La rinascita del partito di opposizione

La vera sorpresa è arrivata dall’inaspettata rinascita del Partito del Congresso, che era stato visto da molti come irrimediabilmente indebolito dopo le gravi perdite subite nelle due precedenti elezioni e che invece, a questo turno, ha quasi raddoppiato i suoi risultati rispetto al 2019. Merito di una campagna elettorale che ha puntato tutto sulla giustizia sociale, in un quadro che vede da una parte l’autoritarismo di Modi favorire la classe più ricca, mentre dall’altra il Paese sprofonda nella disoccupazione. Infatti, la crescita economica dell’India ha finora arricchito soprattutto i vertici e le classi più agiate dell’India.

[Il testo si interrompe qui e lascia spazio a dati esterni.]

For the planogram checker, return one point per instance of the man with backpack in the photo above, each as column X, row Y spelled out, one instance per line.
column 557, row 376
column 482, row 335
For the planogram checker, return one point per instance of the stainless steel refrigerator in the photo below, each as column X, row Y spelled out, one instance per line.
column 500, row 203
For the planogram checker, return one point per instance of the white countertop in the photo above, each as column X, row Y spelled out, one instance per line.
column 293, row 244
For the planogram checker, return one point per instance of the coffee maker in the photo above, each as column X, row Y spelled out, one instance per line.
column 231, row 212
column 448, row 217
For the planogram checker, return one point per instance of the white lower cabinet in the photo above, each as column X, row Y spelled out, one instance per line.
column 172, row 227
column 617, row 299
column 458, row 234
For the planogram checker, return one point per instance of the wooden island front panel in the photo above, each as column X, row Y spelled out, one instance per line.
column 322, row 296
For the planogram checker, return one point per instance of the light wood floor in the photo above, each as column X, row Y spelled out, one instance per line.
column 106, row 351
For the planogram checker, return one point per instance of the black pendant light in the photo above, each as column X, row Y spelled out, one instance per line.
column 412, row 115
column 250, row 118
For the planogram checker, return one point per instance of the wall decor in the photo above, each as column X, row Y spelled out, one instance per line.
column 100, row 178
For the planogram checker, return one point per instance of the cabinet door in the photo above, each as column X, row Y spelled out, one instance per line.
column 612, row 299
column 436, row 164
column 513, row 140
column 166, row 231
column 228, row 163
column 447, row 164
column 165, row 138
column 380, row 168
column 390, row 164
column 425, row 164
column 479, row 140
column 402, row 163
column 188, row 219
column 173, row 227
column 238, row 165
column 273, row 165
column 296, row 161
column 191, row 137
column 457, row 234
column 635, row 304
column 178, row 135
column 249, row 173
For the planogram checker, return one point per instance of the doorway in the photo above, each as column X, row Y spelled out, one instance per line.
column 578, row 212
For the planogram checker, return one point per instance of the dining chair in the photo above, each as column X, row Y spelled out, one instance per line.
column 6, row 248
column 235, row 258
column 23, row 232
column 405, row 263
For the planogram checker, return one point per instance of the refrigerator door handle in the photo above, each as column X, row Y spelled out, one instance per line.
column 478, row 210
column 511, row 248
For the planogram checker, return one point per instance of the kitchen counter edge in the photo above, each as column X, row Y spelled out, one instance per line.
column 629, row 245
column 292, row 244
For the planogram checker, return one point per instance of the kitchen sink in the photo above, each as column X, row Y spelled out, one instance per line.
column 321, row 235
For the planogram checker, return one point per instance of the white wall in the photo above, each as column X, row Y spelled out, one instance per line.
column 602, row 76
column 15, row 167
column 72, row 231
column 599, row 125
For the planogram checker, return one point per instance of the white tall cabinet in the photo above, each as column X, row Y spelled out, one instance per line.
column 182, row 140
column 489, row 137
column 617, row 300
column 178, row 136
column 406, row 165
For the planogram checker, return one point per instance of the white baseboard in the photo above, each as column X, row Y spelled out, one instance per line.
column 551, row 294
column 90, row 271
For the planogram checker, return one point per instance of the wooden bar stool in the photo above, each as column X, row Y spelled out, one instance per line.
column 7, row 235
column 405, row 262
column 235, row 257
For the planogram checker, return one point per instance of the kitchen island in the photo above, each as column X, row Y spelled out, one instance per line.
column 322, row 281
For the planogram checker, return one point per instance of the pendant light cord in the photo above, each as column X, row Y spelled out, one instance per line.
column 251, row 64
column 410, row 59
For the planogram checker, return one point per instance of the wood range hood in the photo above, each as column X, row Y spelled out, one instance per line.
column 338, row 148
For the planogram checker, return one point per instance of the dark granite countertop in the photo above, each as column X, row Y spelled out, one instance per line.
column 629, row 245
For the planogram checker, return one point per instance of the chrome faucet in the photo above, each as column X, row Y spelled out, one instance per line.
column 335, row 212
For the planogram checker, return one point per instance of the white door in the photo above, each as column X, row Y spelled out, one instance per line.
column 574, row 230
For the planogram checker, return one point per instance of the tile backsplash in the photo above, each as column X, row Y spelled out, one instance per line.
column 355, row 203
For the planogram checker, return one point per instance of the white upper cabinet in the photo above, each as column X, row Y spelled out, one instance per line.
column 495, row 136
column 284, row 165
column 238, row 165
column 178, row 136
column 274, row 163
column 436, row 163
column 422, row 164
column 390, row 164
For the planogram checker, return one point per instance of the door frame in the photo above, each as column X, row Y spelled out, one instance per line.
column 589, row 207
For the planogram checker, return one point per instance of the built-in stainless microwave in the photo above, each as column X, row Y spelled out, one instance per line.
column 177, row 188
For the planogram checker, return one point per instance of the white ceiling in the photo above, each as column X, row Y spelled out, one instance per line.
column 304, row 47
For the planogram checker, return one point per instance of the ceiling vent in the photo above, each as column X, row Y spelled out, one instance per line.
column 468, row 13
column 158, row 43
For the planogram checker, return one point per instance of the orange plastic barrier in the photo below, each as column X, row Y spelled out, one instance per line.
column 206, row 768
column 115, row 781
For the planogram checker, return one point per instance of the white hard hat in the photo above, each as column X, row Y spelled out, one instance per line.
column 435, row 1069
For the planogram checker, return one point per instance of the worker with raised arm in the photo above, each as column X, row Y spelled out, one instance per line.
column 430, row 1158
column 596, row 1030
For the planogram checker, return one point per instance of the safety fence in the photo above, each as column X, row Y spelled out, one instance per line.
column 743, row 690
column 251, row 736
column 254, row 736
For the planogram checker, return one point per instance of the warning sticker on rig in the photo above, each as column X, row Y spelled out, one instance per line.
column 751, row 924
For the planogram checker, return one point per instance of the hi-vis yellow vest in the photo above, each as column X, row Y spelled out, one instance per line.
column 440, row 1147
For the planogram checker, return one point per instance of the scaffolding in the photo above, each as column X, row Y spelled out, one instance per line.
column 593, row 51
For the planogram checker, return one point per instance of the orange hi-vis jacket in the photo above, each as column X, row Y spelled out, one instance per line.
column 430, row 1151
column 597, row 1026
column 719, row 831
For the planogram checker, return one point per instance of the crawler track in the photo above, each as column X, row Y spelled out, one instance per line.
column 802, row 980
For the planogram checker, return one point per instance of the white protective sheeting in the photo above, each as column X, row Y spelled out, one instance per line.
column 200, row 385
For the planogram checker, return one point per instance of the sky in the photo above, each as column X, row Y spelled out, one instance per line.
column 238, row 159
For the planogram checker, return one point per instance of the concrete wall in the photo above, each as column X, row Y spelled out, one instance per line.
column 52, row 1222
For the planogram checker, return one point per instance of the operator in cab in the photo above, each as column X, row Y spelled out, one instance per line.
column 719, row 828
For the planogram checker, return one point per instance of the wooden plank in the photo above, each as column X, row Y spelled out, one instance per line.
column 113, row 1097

Un risultato ancora più straordinario quello dell’opposizione se si considera che il partito del Congresso ha dovuto pure superare le difficoltà giudiziarie di Rahul Gandhi, il volto pubblico della coalizione India. Mentre Gandhi cercava di rafforzare la sua posizione guidando lunghe marce in tutta l’India, il Bjp lo ha intrappolato in un caso giudiziario che ha portato alla sua espulsione dal Parlamento. In seguito, Ganhdi è stato reintegrato dall’Alta corte indiana e ora potrà essere rieletto.

I prossimi passi di Modi

Il Bjp potrà governare grazie all’exploit di due partiti regionali, i quali hanno ottenuto ottimi risultati: il Telugu desam party, nello stato meridionale dell’Andhra Pradesh, con 16 seggi, e il Janata dal united nello stato orientale del Bihar, con 12 seggi. Entrambi i partiti sono dichiaratamente laici, il che fa sperare gli oppositori di Modi che la loro influenza possa rallentare la corsa nazionalista del premier.

Ma oltre al nazionalismo, l’altra “gatta da pelare” di Modi è rappresentata dall’economia: la vittoria risicata potrebbe mettere a rischio i piani di crescita previsti intorno all’8 per cento, scrive la testata economica Bloomberg.

Nonostante tutte queste preoccupazioni, Modi si è sforzato di mantenere un giudizio positivo, annunciando la sua vittoria intorno alle 16 su X (ex Twitter): “È un’impresa storica nella storia dell’India”, ha scritto. “Con una lettura così generosa del risultato”, scrive il New York Times “Modi sembra voler dire che il suo partito è riuscito a superare l’impopolarità a livello locale solo grazie al sua spinta personale”. Oppure, l’aver accentrato ancora una volta tutta la campagna elettorale su di sé potrebbe voler dire che anche il “marchio Modi” potrebbe essere arrivato alla fine. Ma di questo se ne riparlerà alle prossime elezioni.